2.3    Het hof heeft de zaak mondeling behandeld ter openbare zitting van 6 juli 2012, waar klager en mr. L. namens de deken zijn verschenen.

3    FEITEN

3.1    Het volgende is komen vast te staan:

Klager is in conflict gekomen met derden (wat heeft geleid tot een mishandeling) en met zijn verhuurder (over het veroorzaken van overlast en dat heeft geleid tot ontruiming in 2009). Het conflict met de derden heeft geleid tot HR 29 juni 2012, LJN BW1519 (een vernietiging en verwijzing naar het hof Arnhem); het conflict met de woningstichting tot HR 29 juni 2012, LJN BV9868 (afdoening met toepassing van artikel 81 RO). Klagers advocaten in feitelijke instanties treden niet meer voor hem op. Tussen beide conflicten bestaat enig verband, zo begreep het hof uit de toelichting ter zitting.

4    BEOORDELING

4.1    Klager heeft de deken aanwijzing van een advocaat verzocht. De deken heeft in haar brief van 22 maart 2012, waarin het verzoek wordt afgewezen, (deze afwijzing dateert dus van vóór de genoemde arresten van de Hoge Raad) vastgesteld dat klager zeven procedures wenst te voeren:

1.    Klager wil ex-medeflatbewoners dagvaarden;

2.    Hij wil de woningstichting dagvaarden;

3.    Hij wil de politie, het OM een het bestuur dagvaarden;

4.    Hij wil de rechtbank en het hof dagvaarden wegens ambtsmisbruik;

5.    Hij wil getuigenverhoren aanvragen ten behoeve van de vorige zaken;

6.    Hij wil rechtsbijstand voor het opzeggen van het Nederlands Staatsburgerschap;

7.    Hij wil de Nederlandse Staat dagvaarden ter zake van schending van het Universele Verdrag voor de rechten van de Mens.

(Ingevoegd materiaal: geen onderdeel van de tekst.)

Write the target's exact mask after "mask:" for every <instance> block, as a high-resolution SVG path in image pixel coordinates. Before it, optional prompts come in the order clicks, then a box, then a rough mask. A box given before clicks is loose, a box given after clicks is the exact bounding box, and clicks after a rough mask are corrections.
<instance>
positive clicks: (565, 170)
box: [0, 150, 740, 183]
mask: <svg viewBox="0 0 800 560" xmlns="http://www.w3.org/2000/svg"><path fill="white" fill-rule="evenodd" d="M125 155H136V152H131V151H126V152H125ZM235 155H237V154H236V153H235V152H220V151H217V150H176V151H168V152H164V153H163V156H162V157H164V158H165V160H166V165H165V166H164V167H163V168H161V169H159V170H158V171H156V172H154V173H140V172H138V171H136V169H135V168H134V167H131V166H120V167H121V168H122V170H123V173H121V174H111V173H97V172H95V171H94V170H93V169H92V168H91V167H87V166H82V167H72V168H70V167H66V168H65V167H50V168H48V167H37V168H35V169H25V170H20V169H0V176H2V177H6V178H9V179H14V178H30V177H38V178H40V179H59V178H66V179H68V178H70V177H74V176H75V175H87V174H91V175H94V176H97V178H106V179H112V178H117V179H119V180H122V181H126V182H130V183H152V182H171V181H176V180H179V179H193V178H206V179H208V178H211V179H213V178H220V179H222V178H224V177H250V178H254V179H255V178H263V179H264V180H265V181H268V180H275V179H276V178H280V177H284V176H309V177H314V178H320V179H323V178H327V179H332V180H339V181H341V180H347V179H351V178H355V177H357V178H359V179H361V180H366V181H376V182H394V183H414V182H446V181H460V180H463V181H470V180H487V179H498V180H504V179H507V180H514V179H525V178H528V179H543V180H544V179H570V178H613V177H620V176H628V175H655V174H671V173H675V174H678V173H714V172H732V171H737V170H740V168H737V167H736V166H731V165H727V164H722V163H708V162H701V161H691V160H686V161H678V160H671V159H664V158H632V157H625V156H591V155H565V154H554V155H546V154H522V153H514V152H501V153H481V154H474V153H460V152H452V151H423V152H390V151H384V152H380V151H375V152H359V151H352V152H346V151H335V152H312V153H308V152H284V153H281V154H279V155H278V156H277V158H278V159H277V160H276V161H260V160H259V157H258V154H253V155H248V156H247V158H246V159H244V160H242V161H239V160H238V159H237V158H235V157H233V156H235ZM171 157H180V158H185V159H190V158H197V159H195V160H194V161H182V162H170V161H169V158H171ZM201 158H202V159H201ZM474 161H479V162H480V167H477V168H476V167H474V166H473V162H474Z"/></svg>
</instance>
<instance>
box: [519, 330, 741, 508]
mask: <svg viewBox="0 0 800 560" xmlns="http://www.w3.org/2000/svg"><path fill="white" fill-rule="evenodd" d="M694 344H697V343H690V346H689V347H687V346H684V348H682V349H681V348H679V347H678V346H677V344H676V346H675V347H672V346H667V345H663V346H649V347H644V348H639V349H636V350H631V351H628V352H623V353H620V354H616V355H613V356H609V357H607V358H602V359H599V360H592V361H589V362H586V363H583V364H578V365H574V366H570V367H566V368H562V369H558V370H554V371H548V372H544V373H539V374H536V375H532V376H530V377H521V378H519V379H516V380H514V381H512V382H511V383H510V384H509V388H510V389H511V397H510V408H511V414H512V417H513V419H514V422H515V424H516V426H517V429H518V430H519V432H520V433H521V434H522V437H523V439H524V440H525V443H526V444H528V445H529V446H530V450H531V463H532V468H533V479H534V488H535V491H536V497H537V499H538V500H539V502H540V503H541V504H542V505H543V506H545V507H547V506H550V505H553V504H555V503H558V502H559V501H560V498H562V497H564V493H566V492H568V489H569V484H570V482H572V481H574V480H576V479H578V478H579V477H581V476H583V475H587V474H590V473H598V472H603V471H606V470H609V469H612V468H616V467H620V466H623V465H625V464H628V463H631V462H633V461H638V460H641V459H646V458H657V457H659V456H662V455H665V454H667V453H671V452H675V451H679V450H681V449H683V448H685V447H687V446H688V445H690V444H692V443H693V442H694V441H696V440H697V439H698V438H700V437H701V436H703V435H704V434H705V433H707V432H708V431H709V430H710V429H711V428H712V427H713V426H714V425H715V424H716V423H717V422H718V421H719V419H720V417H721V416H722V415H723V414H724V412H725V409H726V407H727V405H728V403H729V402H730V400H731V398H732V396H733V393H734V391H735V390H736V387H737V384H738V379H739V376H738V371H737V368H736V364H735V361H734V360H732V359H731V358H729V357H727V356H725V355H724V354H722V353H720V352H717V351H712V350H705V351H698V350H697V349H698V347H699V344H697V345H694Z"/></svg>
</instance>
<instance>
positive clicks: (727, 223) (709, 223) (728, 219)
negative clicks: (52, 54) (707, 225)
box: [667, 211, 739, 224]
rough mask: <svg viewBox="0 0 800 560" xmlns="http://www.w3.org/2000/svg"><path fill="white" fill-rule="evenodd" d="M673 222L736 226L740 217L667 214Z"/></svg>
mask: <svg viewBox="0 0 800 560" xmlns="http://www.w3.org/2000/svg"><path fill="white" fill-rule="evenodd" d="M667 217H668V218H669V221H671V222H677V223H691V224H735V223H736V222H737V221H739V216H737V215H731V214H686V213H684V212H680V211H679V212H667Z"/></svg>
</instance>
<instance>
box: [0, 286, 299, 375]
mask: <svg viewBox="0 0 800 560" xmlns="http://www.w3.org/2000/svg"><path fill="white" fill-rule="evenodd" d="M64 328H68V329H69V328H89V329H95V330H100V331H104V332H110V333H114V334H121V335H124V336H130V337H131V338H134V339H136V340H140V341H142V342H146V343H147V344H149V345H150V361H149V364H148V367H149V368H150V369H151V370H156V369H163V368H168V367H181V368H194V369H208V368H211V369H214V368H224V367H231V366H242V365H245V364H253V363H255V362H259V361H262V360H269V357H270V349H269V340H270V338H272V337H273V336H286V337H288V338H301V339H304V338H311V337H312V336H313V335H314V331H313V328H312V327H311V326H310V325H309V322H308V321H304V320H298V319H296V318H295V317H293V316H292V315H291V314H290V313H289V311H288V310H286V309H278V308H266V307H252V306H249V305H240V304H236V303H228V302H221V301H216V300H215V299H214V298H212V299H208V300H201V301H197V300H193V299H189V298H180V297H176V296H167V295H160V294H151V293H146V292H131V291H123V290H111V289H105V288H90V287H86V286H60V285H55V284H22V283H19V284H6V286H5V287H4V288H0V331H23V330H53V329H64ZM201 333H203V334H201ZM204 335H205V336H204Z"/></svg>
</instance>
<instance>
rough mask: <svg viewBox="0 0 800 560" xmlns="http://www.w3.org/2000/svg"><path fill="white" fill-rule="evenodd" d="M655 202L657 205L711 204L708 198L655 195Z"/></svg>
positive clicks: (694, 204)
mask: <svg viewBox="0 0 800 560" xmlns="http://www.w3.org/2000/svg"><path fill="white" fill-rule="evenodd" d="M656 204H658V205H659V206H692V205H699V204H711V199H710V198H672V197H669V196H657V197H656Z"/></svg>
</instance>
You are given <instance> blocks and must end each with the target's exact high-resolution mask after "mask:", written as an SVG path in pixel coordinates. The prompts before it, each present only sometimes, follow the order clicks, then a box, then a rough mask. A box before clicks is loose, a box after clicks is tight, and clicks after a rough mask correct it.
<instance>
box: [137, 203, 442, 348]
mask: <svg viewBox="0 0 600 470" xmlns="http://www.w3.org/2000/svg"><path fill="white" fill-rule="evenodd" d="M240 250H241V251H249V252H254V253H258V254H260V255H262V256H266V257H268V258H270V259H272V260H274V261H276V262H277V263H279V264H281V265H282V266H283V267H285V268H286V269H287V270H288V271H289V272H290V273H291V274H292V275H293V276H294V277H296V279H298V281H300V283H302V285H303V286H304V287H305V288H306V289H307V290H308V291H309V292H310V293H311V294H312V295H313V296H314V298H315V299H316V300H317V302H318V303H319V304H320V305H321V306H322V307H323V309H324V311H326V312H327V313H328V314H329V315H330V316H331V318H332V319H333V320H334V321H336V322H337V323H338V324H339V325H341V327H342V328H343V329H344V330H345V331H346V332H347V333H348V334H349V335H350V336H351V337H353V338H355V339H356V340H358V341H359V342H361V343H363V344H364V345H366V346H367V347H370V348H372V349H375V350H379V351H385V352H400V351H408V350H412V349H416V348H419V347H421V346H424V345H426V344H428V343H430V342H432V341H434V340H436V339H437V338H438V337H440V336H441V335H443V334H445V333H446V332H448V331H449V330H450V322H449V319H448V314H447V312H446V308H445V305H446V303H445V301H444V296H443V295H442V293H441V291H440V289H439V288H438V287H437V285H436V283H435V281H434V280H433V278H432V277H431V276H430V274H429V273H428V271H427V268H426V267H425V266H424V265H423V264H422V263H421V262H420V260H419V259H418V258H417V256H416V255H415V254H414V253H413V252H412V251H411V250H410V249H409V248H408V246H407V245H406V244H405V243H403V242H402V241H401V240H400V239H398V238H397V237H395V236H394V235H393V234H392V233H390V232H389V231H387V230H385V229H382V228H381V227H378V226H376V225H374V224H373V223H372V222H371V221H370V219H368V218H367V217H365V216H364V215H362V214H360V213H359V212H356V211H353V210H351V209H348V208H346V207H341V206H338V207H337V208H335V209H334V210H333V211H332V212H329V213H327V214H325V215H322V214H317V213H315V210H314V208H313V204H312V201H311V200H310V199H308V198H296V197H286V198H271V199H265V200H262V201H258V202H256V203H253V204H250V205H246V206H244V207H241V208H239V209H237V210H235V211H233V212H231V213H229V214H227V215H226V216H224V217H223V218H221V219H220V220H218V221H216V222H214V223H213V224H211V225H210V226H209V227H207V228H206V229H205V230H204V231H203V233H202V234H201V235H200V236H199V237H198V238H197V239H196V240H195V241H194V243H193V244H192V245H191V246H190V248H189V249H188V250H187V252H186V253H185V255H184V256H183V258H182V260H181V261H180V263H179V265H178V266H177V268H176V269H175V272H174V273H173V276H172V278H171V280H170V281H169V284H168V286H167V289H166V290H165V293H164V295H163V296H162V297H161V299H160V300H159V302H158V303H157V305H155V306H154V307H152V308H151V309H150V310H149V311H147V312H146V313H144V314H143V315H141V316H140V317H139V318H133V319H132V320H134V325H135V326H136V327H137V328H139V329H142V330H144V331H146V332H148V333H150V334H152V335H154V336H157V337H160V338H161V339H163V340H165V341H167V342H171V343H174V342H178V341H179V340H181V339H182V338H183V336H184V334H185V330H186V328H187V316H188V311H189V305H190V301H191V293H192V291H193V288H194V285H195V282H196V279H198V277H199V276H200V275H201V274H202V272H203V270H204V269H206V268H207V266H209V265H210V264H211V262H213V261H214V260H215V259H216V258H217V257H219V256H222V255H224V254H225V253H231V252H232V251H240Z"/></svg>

Het hof begrijpt dat al deze verzoeken samenhangen met genoemde twee procedures.

    4.2.    Ter zitting is gebleken dat klager nu nog steeds zonder vaste woon- of verblijfplaats is en dat zijn primaire doel is om weer woonruimte te krijgen. Hij is ontevreden over de gang van zaken tijdens de rechtszaken.

    4.3.    Het hof overweegt als volgt.

        Ten aanzien van de geschillen met de verhuurder is inmiddels onherroepelijk beslist. De veroordeling van klager tot ontruiming uit zijn woning is daarmee definitief. De enkele omstandigheid dat klager niet tevreden is met deze uitkomst en de gang van zaken die heeft geleid tot deze uitkomst vormt geen grond voor aanwijzing van een advocaat. De door klager verlangde hulp bij het krijgen van nieuwe woonruimte is geen zaak voor een advocaat, maar voor bijvoorbeeld het maatschappelijk werk.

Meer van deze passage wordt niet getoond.